Have you ever heard of the eye of a storm, the calm in the chaos? Scientifically, yes. However; in my daily life the search for calm often ends without result. Life is a hurricane of conscious mental reactions, and sometimes our feelings are a blend of waves and winds, strong and weak, rotating in a never ending vortex that could swallow us whole. Not to make it all sound so scary, there are moments when the crashing of the waves is a good thing, an exciting one, that leaves me with an instant of bliss.
Although that feeling is nowhere to be seen as I enter the most chaotic fraction of my academic day. The noise carries before I’ve even entered the bright room, voices of all different octaves that build upon one another, creating a constant hum of energy that suffocates the room. Spilling from the booths and tables, walking, some fast, others like they have no place to be, people crowd the room, too many people.
The southwest corner provides an exit. Unlike the one I entered through, this exit is blocked by a line. A trail of hungry adolescents which had been growing steadily since the end of the last hour, has now crept down the west wall. A trio of girls attempts to part the sea, and after making several passes of tapping on shoulders and squeezing through groups of individuals, who are doing their best impression of a penguin huddle, finally successfully reaching the clearing on the opposite side.
Besides the noise, the chaos of hundreds of high school students with nothing to do but stand in line and wait for their lunch tray, is anything but peaceful. Although I suppose it could be worse, eating in a silent lunch room would definitely be worse. To this unconcerning problem, there has yet to be a solution, and perhaps there never will. After I walked around the tables and sat down in my designated lunch spot, I successfully avoided the ketchup on the floor, courtesy of the lunch before, and, for a moment, breathed. I zone out of the world around me, picking a rather uninteresting place on the beige block wall and think of absolutely nothing and absolutely everything. I can only hear bits and pieces of the conversation happening across the table, nor can I hear the roar of voices that have fallen in the background.
The microwave beeps to my left, signaling that Baylee´s lunch is ready, and that’s all it takes to snap me out of my haze and now my breathing is even, almost calm.
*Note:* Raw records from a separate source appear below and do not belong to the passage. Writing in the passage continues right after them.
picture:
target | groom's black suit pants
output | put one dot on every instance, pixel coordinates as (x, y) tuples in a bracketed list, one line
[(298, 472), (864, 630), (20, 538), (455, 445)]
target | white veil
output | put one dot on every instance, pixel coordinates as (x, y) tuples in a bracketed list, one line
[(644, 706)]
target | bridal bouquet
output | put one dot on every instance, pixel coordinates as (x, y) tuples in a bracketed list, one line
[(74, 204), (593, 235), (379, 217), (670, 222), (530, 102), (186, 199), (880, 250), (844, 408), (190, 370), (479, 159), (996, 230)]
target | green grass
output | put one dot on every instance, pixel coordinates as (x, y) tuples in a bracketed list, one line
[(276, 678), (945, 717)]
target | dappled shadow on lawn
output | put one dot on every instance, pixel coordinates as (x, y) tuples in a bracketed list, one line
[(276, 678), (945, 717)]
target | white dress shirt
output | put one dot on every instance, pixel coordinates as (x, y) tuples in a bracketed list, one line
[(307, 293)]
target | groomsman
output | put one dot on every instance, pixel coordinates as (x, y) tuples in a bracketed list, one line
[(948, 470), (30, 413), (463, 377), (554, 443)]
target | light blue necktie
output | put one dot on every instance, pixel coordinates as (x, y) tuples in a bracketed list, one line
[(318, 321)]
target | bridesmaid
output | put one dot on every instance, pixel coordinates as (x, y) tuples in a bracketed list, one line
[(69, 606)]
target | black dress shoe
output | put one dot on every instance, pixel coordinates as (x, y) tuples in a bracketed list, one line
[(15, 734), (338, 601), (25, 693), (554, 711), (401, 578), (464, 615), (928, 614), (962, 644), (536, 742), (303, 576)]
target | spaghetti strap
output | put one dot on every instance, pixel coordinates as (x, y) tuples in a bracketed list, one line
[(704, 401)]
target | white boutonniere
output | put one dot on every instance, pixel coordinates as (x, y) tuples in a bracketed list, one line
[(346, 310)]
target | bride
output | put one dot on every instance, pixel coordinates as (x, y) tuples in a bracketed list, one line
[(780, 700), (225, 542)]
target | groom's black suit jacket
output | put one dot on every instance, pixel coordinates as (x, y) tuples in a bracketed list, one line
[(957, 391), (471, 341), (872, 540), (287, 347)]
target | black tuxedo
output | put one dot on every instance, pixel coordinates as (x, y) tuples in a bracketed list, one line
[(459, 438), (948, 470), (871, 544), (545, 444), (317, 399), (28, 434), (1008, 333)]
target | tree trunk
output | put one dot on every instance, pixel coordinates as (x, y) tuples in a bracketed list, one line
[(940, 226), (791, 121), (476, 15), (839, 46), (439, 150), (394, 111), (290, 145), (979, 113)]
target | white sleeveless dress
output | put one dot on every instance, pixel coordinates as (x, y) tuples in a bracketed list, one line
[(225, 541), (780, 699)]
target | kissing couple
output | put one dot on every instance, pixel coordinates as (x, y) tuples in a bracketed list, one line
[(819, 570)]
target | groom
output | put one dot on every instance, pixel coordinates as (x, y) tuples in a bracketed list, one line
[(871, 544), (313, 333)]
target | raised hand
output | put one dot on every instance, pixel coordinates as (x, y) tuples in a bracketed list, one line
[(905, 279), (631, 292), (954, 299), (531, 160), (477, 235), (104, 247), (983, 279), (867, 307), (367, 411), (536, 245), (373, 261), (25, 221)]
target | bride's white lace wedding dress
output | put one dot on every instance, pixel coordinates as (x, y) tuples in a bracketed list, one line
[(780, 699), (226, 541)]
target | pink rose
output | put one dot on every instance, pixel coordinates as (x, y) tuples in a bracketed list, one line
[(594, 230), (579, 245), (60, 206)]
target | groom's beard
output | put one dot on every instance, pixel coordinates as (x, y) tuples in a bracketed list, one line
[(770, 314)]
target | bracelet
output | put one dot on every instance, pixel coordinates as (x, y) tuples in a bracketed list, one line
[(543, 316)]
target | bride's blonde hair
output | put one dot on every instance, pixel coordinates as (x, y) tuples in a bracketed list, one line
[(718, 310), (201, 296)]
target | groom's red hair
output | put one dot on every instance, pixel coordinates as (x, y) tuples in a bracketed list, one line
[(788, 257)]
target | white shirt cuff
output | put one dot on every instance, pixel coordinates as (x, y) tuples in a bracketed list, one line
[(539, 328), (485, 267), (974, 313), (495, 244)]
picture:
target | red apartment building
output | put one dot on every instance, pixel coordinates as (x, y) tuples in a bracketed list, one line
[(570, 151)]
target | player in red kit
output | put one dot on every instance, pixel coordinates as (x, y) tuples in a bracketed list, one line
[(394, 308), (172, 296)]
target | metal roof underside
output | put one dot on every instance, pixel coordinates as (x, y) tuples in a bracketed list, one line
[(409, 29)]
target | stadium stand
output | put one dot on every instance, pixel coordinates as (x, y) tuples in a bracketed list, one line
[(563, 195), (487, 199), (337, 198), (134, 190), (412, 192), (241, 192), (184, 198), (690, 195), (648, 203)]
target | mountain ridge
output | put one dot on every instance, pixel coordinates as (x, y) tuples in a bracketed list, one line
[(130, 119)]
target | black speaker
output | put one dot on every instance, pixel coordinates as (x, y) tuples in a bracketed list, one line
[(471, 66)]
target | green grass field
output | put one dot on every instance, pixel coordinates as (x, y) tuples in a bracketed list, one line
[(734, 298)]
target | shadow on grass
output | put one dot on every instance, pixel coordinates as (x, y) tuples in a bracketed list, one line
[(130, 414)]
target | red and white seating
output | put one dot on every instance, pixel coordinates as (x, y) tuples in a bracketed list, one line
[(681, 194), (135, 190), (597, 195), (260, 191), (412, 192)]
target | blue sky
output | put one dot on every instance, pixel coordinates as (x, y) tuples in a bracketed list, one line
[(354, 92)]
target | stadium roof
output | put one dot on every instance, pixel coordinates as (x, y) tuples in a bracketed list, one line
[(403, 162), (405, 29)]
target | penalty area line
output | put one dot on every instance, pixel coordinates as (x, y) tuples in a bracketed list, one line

̈Baylee, your lunch is ready,̈ I inform her, then she stands and collects her food, and the conversation turns to the homework we have in other classes and the upcoming biopsychology field trip to the zoo. Although I still have to strain my ears to hear the conversation over the noise, I’m more attuned and focused than I was before.
Some call it disrespectful and get upset because it defeats the purpose of class, but perhaps zoning out is rather a reset, a much needed break, that our brains have built in to allow us a moment to find some calm in a world that is charged with constant anxiety and chaos. Zoning out is our escape from the winds and waves and by zoning out of the chaos we snap into still peaceful water, which allows our minds a moment to relax and comprehend.